FINANCIAL SUPERVISION IN ROMANIA. A COMPARATIVE APPROACH

Vasile Cocriş[1]

Bogdan Căpraru[2]

Abstract: In this paper we assess the financial supervision and regulation regime in Romania. To this purpose, we calculate and interpret the Financial Supervision Unification Index (FSU Index) and the Central Bank as Financial Authority Index (CBFA) at the level of the year 2011 (August), according to Masciandaro’s methodology (2004) for all EU27 member countries in order to make comparisons with the Romanian ones. We propose a change in the present Romanian financial supervisory regime from the silos model to a hybrid one, arrangement that supposes a combination of the sectoral model with the objectives-centered model.

Keywords: central bank, financial stability, Romanian financial supervision and regulation, the FSU Index, the CBFA Index

JEL codes: E58, G18, G28, L51

Introduction

In the context of present financial turmoil, the importance of banking supervision and regulation in order to maintain the financial stability became a very important issue for central bank and supervision authorities. The international financial crisis started in the USA was felt within the Romanian banking system in October 2008 through turbulence on the domestic monetary market. In the next year, this increased in intensity and the banking activity in Romania was faced with downfall. The main effect was the slow-down of the development pace of non-governmental loan, due to the decrease in both demand and offer. As a result of the aggressive crediting policy developed in the last years and the worsening of the financial situation of many companies and population, throughout the year 2009 the quality of the loans’ portfolio began to continuously deteriorate.

In this paper we assess the financial supervision and regulation regime in Romania. The paper is structured as follows: the first part consists of a brief literature review while in the second section we assess the Romanian regulation and supervision architecture. To this purpose, we calculate and interpret the Financial Supervision Unification Index (FSU Index) and the Central Bank as Financial Authority Index (CBFA) at the level of the year 2011 (August), according to Masciandaro’s methodology (2004) for all EU27 member countries in order to make comparisons with Romanian ones. In the end, we will present the conclusions of this study and some policy recommendations.

Literature review

The issues regarding financial supervision architecture are studied in many papers. Llewellyn (2006) considers some of the issues involved in organising the institutional structure of financial supervision: why institutional structure is important in the design of optimal regulatory regimes, and why the issue has arisen at the present time; the range of alternative options within a Regulation Matrix; the advantages and potential hazards of integrated, unified, and Twin Peak agencies; the role of the central bank in alternative institutional structures; corporate governance arrangements of regulatory and supervisory agencies and their contribution to the effectiveness of regulation and supervision. Davis and Green (2008) make an essential guide in global financial regulation.

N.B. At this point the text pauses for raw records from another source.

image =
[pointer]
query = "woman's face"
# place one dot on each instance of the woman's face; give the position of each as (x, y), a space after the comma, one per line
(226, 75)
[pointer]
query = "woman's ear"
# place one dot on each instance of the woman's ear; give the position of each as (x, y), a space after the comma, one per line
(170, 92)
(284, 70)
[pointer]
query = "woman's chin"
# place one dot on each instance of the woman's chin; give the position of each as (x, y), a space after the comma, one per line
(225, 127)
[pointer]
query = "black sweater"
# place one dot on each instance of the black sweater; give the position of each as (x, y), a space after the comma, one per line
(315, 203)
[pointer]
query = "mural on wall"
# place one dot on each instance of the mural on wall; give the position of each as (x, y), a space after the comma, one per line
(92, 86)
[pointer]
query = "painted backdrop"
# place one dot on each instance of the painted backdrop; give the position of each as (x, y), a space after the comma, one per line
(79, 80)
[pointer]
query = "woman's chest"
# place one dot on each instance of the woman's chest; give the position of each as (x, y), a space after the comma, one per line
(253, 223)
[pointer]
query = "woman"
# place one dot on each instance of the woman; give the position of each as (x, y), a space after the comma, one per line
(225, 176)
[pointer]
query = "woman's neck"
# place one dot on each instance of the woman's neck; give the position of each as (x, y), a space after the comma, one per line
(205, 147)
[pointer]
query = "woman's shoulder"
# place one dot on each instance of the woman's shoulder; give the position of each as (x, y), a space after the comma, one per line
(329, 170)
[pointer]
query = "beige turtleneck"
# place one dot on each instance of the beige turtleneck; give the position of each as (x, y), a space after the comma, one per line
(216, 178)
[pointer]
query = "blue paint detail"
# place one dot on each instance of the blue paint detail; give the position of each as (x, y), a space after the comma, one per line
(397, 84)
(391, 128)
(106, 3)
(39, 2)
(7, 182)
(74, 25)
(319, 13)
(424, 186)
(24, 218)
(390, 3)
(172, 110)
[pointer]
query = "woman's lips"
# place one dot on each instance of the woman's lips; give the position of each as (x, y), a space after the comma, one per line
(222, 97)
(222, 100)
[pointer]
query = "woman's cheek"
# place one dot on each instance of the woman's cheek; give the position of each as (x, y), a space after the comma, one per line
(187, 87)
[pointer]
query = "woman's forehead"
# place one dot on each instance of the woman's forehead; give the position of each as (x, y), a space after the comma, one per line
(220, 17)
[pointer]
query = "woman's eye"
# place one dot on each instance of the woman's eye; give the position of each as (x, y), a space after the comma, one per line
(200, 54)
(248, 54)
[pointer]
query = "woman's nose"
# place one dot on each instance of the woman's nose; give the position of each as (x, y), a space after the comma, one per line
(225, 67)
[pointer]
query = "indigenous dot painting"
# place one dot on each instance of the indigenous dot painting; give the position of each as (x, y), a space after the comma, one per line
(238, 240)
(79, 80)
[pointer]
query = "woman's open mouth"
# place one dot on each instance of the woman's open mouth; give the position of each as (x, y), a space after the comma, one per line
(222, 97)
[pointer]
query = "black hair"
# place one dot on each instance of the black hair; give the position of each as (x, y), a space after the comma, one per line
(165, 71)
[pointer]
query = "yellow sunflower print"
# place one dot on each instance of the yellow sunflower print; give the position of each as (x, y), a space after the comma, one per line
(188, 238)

Certain studies deal with which model is appropriate: the multi-agencies model or the integrated one? Hölmström and Milgrom (1991) consider that, in a multitask assignment in monitoring case, the provision of incentives distorts the agency's effort against the activities whose results are less measurable. Dewatripont, Jewitt and Tirole (1999a, b) also argue that a broad mission for an agency will make the market evaluation of the bureaucrats more difficult and therefore provide them with less incentive to exert effort. Gale and Vives (1993), Boot and Thakor (1993) proposed separation between the conflicting tasks “supervision” and “intervention” in order to mitigate passivity in intervention due to the trade off of career concerns and reputation of the regulator. Kane (1984), Romano (1997, 2001), Kupiec and White (1996) underline that a decentralized structure encourages financial innovation. In Garicano and Lastra (2010) view, recent events show that financial innovation is of limited value relative to the risk engendered and more centralized and hierarchical system is needed. Briault (1999) and Llewellyn (1999) emphasize that a single regulator will be more efficient at monitoring these activities. Shleifer (1985) and Dewatripont and Tirole (1999) agree that competition between regulators may generate more information. Briault (1999), Llewellyn (1999), Abrams and Taylor (2002) find that a single regulator will be more transparent and accountable than multiple regulators. Taylor (1995), Kane (1996), Briault (1999), Llewellyn (1999) worry that a single regulator may have excessive power.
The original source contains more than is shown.